Des rituels qui se sont faits de plus en rares au fil des années. La faute peut-être à l’âge adulte. La faute peut-être aux graveurs de CD qui, via le chapitrage, ont rendu la narration d’une mixtape moins puissante. La faute peut-être aussi aux plateformes de streaming qui, en plus du zapping, ont rendu la précision et la concision de la mixtape désuète. Pourquoi, après tout, se contenter de 15 chansons quand on peut en déverser des centaines, des milliers dans une playlist?

On a même vu apparaître ces derniers mois des playlists dans lesquels des ados se parlent à travers des titres de chansons pour, entre autres, rompre, envoyer une invitation pour aller à Disneyland ou déclarer son amour. Fondamentalement, le concept n’est pas si éloigné de la mixtape. Sauf que la musique n’a plus rien à voir là-dedans. Et si c’est parfois assez mignon, le caractère extrêmement public (et finalement assez facile) de l’entreprise relèverait presque du crève-coeur pour les deux générations précédentes qui se sont usées les genoux devant la chaîne hi-fi à appuyer sur le bouton Record.

Esprit sauf

De là à considérer la mixtape comme un art définitivement perdu, je ne suis pas sûr. Il n’a en fait jamais été aussi simple d’en créer. Les plus nostalgiques Gen-Xers regretteront peut-être les moments pénibles (l’enregistrement, les allers-retours permanents...) mais la technologie a permis de revenir à l’essence même de la mixtape et de sa création: les bonnes chansons au bon endroit. Elles sont en effet désormais toutes là, accessibles, à portée de tympans, de la phase d’inspiration (via, par exemple, des listes de Buzzfeed) jusqu’à l’assemblage grâce à iTunes, YouTube ou Spotify, en passant par le contrôle qualité grâce aux sites de paroles comme Genius.

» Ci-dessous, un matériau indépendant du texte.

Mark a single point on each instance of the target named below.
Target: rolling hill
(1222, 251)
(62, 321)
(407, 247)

La dernière fois que j’ai fait une mixtape pour quelqu’un, j’avais ainsi depuis longtemps quitté l’adolescence. J’avais 32 ans. Je voulais dire au revoir d’une façon originale à une amie partant s’installer en Angleterre. Cette mixtape, je ne l’ai jamais mise sur une cassette audio, ni même un CD, juste un lien Rapidshare et une playlist Spotify. J’ai même rompu une règle essentielle en la rendant publique.

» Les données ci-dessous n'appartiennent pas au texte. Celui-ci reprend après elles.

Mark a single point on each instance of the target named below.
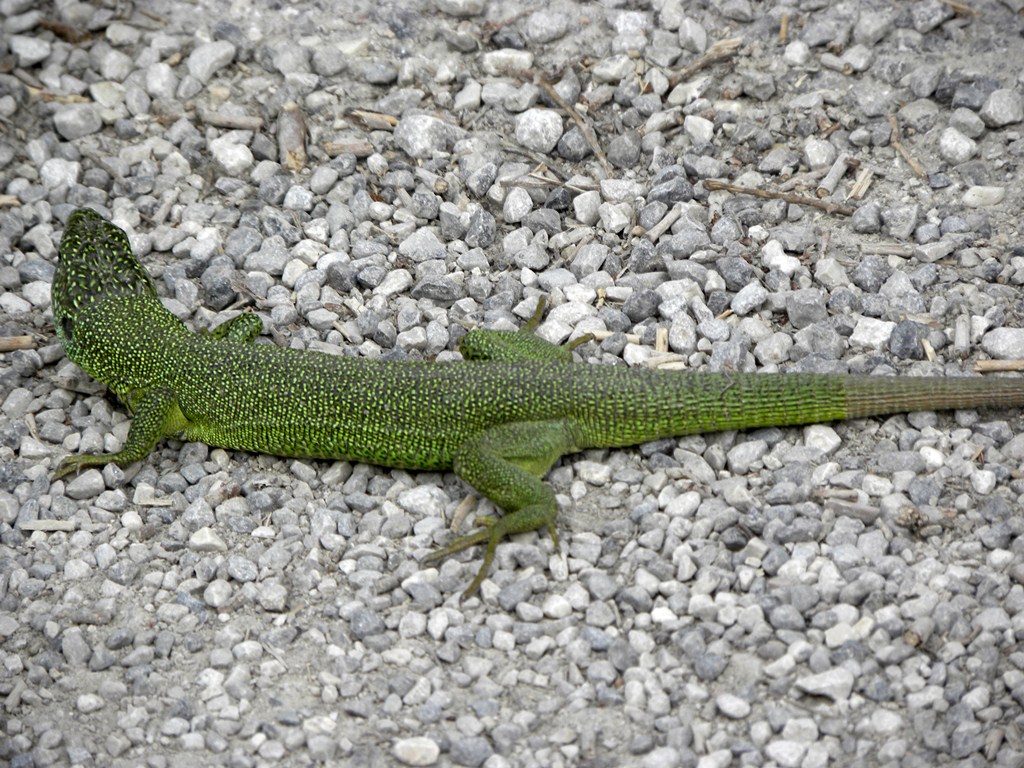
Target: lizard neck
(129, 343)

Et pourtant… À ma grande surprise, la personne pour qui je l’ai faite m’a dit spontanément, pendant l’écriture de cet article, qu’elle l’écoutait toujours, cinq ans plus tard. «Elle est cool cette mixtape», m’a-t-elle dit. Car, finalement, peu importe le support tant qu’elle est ordonnée et méticuleusement assemblée, tant que l’essence de l’art est respectée. Contraindre la mixtape à rester éternellement une cassette audio serait comme contraindre un artiste à ne peindre que sur une toile ou un musicien à ne jouer qu’avec une piano.

En fait, sur un CD ou sur une clé USB, un zip sur Dropbox ou une playlist Spotify, tant que les garçons tomberont amoureux des filles, que les filles tomberont amoureuses des garçons, que les filles tomberont amoureuses des filles, que les garçons tomberont amoureux des garçons, il y aura toujours des mixtapes pour raconter leurs histoires.